Library School, Hurricanes, and other Life Events

So, last month I officially started library school! After deciding…I think it’s four years ago at this point, that I wanted to be a librarian, I am finally enrolled in an MLIS program! Taking classes and everything! It’s a little weird, my mindset has been “when I finally get started in an MLIS program” for so long, and now I’m here.

And I was planning to write a post about that a few weeks ago, but then there was a hurricane.

I’ve talked about Isaac elsewhere and don’t really want to get into the details here, so let me sum up: it could have been a lot worse but it still kind of sucked. I had a window in my apartment come off its hinges while I wasn’t there and the floorboards close to the window buckled from being exposed to the storm, and the several days my family spent with no power (along with most of New Orleans–actually, I think some people STILL might not have theirs back) in the heat was pretty terrible. But now my power is back, I have started the process of rearranging my front room, and I’m ready to move on with work and school and life.

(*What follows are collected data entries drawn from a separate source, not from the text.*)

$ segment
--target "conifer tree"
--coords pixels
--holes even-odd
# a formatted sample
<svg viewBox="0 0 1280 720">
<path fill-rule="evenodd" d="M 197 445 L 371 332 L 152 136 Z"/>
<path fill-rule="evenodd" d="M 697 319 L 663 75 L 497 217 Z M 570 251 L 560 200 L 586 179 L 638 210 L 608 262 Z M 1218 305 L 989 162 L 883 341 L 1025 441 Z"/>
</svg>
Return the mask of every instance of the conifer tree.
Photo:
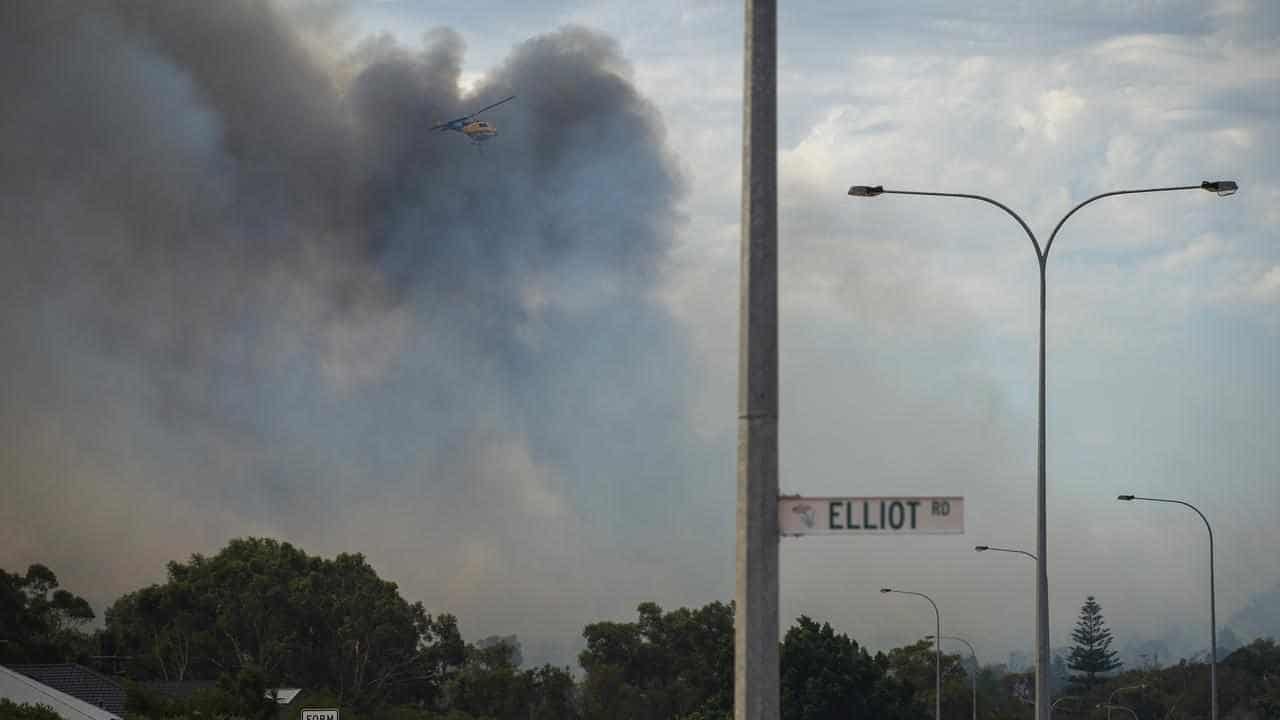
<svg viewBox="0 0 1280 720">
<path fill-rule="evenodd" d="M 1111 649 L 1111 630 L 1102 619 L 1102 606 L 1092 595 L 1080 608 L 1080 619 L 1076 622 L 1076 629 L 1071 631 L 1071 639 L 1076 644 L 1071 648 L 1067 667 L 1080 673 L 1072 675 L 1071 681 L 1087 690 L 1097 684 L 1098 675 L 1124 664 L 1116 659 L 1116 651 Z"/>
</svg>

So, library school! So far it is interesting, challenging, still a little bit scary but overall pretty cool.

My school is in Baton Rouge, but I live and work full time in New Orleans and do not want that to change (I would like the next time I look for a job or consider moving to be when I have my MLIS), so I’m planning to do as much or the program as I can through distance learning. For this semester, that means two online classes, one that has synchronous meetings and one that doesn’t. Basically, that means that for the synchronous one, I’m attending weekly lectures via video chat, and for the asynchronous one, there is no lecture session, just assignments and discussion topics that get posted online each week.

The workload has been an adjustment–I’ve taken non-degree classes at a grad-school level before, but perhaps because they were non-degree or because they were mixed (both grad and undergrad students in the class), they didn’t entirely prepare me for the workload I’d experience in a Master’s program. So far it’s nothing I can’t handle, but it’s the sort of thing in my head, I knew I was going to have to prepare myself for, but knowing that and actually experiencing it are two different things, and I’m still making that “oh, so this is what my life is going to be like for the next few years” adjustment.

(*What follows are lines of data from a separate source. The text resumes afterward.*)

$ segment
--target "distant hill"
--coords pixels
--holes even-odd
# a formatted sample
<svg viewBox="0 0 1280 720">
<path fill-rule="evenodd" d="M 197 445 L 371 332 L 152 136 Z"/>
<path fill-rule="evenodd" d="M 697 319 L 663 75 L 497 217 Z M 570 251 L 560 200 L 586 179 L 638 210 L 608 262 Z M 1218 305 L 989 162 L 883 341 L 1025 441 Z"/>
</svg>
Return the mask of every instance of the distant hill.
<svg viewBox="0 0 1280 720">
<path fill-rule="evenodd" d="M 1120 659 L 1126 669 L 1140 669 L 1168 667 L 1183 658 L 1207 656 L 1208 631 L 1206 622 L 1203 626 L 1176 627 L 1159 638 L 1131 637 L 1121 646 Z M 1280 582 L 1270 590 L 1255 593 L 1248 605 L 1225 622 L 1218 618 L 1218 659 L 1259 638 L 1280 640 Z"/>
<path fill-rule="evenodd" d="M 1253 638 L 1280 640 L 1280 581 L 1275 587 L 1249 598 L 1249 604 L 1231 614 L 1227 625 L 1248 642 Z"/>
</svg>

There’s also the money aspect, which caused me a lot of anxiety before I was enrolled, but now that I am, it’s kind of like…it’s a thing, it has to be dealt with, so I’ll deal with it. I couldn’t afford to go back to school without taking out loans, and I thought long and hard about if I really wanted to take on more student loan debt. I have relatively little from undergrad (thank you, supportive parents) and have considered myself lucky to be in that situation when so many of my peers aren’t. Now that’s going to change. But, again, I’ve been working up to this for years. I’m confident this is the career I want, and I need an MLIS to do it, so I see the loans as a necessary, acceptable burden to take on.

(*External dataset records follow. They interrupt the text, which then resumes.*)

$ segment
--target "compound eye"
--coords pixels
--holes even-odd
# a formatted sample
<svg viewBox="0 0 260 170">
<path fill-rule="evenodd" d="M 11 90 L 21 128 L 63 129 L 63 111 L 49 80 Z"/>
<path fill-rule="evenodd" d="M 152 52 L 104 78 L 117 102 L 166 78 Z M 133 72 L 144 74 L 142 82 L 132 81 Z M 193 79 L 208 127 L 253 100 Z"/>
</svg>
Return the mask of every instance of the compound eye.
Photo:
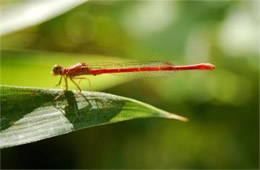
<svg viewBox="0 0 260 170">
<path fill-rule="evenodd" d="M 60 74 L 61 69 L 62 69 L 61 66 L 55 65 L 52 71 L 54 74 Z"/>
<path fill-rule="evenodd" d="M 59 67 L 55 67 L 55 68 L 54 68 L 54 71 L 55 71 L 55 72 L 58 72 L 59 70 L 60 70 Z"/>
</svg>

I’m also working on reducing my existing non-student loan debt (two credit cards and a car loan) as much as I can while I’m still in school, so that by the time my student loans go into repayment, they’ll be the only debt (or at least the bulk of the debt) I have to worry about. So we’ll see how that goes.

Meanwhile, I am, somehow, turning 27 in six days. My past few birthdays have all come with conflicting emotions. On the one hand, I’m happy to be moving further and further into my late 20s. Being older doesn’t automatically make you more mature, but for myself I do feel like the older I get, the better I get at this whole adulthood thing. On the other hand, there’s still a little voice in my head that goes WAIT, THERE’S BEEN SOME KIND OF MISTAKE, I CANNOT POSSIBLY BE TURNING 27 AND STILL HAVE THIS MUCH OF MY LIFE TO FIGURE OUT.

But I’m working on it. I’m figuring it out.

After all, I finally got into grad school.